Die HDP-Abgeordnete Serpil Kemalbay sieht hinter den Terrorvorwürfen einen Vorwand, um einen Kritiker der Regierung von Recep Tayyip Erdogan mundtot zu machen. „Mit Sezgin Kartal wurde ein weiterer kritischer Journalist auf Grundlage konstruierter Anschuldigungen seiner Freiheit beraubt. Seine Verhaftung stellt einen Angriff auf die freie Presse dar“, sagte die Parlamentarierin bei einem Protest vor dem Justizpalast Çağlayan. Kezban Konukçu, Ko-Sprecherin der Plattform für sozialistische Solidarität (SODAP), warnte vor weiteren Festnahmen im Bereich der Presse. „Je angespannter die innenpolitische Lage um die Regierung in Ankara herum ist, desto stärker wird der Druck auf oppositionelle Medien und alle anderen unliebsamen Andersdenkenden“, sagte Konukçu. Erdoğan zählt seit Jahren zu den größten Feinden der Pressefreiheit.

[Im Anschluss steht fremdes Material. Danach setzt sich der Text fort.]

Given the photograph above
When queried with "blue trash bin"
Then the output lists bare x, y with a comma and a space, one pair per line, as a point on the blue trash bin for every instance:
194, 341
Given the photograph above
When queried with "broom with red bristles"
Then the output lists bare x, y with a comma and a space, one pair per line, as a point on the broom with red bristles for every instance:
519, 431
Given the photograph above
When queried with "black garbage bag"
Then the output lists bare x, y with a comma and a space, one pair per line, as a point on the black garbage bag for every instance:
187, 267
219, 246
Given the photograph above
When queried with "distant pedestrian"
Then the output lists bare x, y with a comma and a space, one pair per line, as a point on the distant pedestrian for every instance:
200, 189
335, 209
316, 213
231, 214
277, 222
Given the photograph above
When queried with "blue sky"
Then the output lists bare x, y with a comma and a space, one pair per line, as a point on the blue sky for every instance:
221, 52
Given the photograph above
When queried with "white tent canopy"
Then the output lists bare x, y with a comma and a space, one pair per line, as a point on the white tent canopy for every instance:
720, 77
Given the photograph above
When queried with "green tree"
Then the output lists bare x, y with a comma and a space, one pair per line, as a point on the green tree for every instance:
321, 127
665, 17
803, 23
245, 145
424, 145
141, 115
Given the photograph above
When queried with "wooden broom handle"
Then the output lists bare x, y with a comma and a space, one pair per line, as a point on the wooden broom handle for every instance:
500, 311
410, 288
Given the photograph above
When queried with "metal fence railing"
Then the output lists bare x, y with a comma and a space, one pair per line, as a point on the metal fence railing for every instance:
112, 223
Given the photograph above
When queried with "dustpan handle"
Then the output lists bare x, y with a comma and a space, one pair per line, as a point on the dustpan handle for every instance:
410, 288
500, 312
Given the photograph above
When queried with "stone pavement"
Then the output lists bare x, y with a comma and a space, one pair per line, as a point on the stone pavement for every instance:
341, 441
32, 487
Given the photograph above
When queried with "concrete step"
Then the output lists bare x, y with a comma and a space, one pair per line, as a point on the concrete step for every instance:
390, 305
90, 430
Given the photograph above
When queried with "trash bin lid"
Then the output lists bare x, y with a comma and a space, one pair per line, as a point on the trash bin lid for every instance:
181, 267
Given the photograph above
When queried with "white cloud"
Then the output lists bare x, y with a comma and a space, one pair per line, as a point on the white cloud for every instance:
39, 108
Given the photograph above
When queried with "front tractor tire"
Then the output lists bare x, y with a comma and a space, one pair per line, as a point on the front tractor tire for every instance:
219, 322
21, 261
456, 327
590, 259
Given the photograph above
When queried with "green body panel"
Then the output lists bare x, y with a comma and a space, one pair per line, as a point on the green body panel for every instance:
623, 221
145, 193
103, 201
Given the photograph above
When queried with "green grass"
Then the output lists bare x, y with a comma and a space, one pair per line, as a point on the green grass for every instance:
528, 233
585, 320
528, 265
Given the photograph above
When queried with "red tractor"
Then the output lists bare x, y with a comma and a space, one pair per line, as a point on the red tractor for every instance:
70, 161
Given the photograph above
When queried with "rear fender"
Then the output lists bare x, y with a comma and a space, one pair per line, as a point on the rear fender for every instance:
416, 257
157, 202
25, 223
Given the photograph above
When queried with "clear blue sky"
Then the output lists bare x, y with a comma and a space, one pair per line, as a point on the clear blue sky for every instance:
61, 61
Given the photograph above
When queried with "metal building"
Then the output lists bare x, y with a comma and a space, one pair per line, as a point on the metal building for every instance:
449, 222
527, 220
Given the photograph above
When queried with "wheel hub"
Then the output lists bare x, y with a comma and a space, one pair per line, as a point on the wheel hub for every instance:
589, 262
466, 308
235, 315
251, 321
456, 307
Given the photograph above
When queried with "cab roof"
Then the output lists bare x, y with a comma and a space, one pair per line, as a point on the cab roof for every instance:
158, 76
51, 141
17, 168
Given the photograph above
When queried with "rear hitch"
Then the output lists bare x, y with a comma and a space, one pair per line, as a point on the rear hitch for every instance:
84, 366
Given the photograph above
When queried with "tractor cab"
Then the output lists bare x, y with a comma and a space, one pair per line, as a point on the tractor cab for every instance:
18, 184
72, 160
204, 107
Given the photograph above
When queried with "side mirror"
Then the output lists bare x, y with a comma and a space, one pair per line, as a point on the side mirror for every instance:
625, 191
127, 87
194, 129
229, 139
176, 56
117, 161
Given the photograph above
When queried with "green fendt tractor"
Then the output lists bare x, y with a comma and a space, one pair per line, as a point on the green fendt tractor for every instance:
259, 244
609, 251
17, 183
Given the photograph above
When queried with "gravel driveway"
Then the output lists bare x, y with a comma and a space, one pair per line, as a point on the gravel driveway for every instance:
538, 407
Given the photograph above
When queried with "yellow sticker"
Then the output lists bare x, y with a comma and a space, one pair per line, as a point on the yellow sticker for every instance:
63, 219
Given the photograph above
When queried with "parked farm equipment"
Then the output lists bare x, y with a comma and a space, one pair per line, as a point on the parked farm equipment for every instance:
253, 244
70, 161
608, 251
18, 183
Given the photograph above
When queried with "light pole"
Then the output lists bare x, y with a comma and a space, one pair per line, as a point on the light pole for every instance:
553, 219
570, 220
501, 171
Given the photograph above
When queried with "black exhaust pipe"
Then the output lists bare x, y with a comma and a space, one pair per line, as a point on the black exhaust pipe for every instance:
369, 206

Sezgin Kartal, der auch als Aktivist für die Rechte der alevitischen Minderheit bekannt ist, befindet nicht zum ersten Mal im Fokus staatlicher Repression. 2017 wurde er wegen angeblicher „Verbreitung von Propaganda für eine verbotene Organisation“ zu 15 Monaten Haft verurteilt. Die Strafe wurde zunächst ausgesetzt und Kartal blieb auf freiem Fuß, bis das Revisionsgericht das Urteil 2018 bestätigte. 2020 erhielt der Journalist eine knapp 19-monatige Haftstrafe, ebenfalls wegen angeblicher Terrorpropaganda. Das Urteil geht auf die Teilnahme Kartals an Protesten in der südtürkischen Provinz Hatay zurück, die 2015 stattfanden und sich gegen ein Massaker auf der anderen Seite der Grenze richteten. Im April jenes Jahres war in der nordsyrischen Stadt Dschisr asch-Schughur das alawitische Dorf Ischtabrak von den Dschihadistenbündnissen Dschaisch al-Fatah und Freie Syrische Armee (FSA) zunächst bombardiert und danach überrannt worden. Mindestens 68 Menschen wurden ermordet, viele weitere überlebten das Massaker verletzt. Neben Kartal wurden auch zehn weitere Personen verurteilt.
Zuletzt stand Sezgin Kartal im vergangenen Dezember vor Gericht. Das Verfahren stand im Zusammenhang mit der Anzeige eines regierungsnahen Journalisten wegen angeblicher Beleidigung. Kartal hatte den „Türkiye“-Kolumnisten Fuat Uğur für dessen Behauptung kritisiert, der rassistisch motivierte Anschlag auf die HDP-Zentrale in Izmir im Juni 2021, bei dem die Parteimitarbeiterin Deniz Poyraz von dem Ultranationalisten Onur Gencer kaltblütig erschossen wurde, sei „von der HDP selbst zusammen mit FETÖ“ verübt worden (Als FETÖ wird in der Türkei eine hypothetische terroristische Organisation verfolgt, die von der türkischen Regierung für den Putschversuch 2016 verantwortlich gemacht wird). Bei dem Prozess wurde Kartal vom Vorwurf der Beleidigung freigesprochen.